Time for some camouflage. The Dark Angels Green paint I had was a bit too cartoony, being meant for science fiction warriors. I mixed a small amount of some Scorched Brown paint on my pallette to get a more realistic colour. Both howitzers and all the helmets were painted with this colour.

To get a nice even colour I painted in two light coats. This is better than a single heavy coat as the paint dries evenly and does not get "chunky". As you can see the gun is pretty bland in a single colour. I am going to create the illusion of depth by highlighting raised parts on the gun with a lighter colour. I added some Goblin Green to the mix I had previously and used a technique called dry brushing to get just the raised bits. Here is a comparison: the gun in the foreground has been highlighted, the other one is just flat colour.

There are two tricks to dry brushing. First you need to wipe the brush on a paper towel until the lines of colour are very faint and second, contrary to the name, the brush has to be a little damp to avoid the paint drying out too much and leaving a "dusty" effect all over the miniature. To apply the highlights lightly drag the brush over the miniature.
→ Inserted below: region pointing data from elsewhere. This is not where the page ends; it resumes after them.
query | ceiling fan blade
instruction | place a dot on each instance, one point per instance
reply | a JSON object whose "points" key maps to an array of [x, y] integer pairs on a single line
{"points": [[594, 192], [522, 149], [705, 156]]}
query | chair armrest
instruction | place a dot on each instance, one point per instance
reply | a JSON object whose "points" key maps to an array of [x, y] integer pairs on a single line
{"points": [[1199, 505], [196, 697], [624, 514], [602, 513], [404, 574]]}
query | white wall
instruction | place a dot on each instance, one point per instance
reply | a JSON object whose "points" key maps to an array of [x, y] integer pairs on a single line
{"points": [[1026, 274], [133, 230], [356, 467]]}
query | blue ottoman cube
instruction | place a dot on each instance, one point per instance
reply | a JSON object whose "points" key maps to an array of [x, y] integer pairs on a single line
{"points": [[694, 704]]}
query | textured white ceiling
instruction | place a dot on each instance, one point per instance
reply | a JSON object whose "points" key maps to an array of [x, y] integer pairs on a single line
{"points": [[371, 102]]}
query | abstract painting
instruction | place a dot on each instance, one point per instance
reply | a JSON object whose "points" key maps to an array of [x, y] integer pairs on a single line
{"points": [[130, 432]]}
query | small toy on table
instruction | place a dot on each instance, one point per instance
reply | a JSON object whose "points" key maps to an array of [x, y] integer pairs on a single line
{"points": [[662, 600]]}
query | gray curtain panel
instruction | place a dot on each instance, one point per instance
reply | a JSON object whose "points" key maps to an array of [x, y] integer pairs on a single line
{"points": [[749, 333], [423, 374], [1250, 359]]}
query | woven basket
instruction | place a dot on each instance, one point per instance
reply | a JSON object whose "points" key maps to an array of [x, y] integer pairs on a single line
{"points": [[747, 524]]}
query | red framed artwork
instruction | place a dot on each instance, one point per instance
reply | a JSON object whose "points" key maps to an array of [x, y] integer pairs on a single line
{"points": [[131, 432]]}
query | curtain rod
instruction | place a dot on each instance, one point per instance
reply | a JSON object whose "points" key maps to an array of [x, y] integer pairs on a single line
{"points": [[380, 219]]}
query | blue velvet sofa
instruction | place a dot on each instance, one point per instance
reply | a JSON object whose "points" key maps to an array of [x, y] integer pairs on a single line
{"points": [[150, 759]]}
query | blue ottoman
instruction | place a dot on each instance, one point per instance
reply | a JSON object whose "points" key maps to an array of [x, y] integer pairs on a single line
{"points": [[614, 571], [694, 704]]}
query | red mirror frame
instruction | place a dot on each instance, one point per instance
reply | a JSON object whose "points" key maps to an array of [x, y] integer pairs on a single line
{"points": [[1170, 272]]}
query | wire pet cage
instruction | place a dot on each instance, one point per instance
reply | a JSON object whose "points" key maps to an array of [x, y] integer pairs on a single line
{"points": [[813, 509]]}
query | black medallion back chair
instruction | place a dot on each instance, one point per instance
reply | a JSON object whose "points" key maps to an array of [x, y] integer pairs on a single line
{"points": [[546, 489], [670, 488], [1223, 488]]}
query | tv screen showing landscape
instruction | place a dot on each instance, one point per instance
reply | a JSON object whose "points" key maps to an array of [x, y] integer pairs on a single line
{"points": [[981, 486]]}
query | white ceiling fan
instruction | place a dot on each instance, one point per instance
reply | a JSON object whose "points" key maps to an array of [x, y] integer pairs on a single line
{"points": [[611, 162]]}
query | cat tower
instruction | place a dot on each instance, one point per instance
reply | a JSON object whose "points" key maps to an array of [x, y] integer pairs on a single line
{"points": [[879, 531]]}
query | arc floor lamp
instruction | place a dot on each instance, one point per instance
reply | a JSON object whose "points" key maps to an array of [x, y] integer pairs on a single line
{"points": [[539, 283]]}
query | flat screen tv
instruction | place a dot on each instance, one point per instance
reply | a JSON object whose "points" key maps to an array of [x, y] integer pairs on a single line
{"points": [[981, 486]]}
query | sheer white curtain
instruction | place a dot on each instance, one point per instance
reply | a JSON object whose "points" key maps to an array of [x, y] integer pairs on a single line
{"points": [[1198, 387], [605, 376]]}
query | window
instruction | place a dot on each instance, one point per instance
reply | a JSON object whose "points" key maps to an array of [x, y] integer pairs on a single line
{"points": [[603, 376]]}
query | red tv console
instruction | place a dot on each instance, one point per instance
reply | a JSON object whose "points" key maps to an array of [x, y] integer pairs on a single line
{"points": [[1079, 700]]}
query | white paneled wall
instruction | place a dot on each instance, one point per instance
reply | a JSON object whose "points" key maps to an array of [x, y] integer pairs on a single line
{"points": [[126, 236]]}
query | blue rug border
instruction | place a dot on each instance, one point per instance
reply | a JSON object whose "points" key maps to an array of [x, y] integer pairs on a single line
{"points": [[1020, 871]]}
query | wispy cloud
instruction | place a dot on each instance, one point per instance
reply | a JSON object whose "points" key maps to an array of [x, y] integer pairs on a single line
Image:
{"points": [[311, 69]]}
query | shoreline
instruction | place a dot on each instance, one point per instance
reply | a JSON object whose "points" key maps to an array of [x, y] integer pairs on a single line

All the raised portions will rub against the brush and the small amount of remaining paint will stick to the miniature. The amount of pressure is directly proprtional to the amount of paint remaining. Don't push to hard though or the lower layers could be scratched off.

I spent the rest of the night just experimenting with colours since I don't have the exact colours that the Flames of War source book calls for. Here are the results of the gun crew's pants.


hm park said...

Tanks! I want to see Tanks!

Karl Sciberras said...

Tanks? In an Airborne Regiment?
Actually they are in the works but I wont get to them for a month or two at least.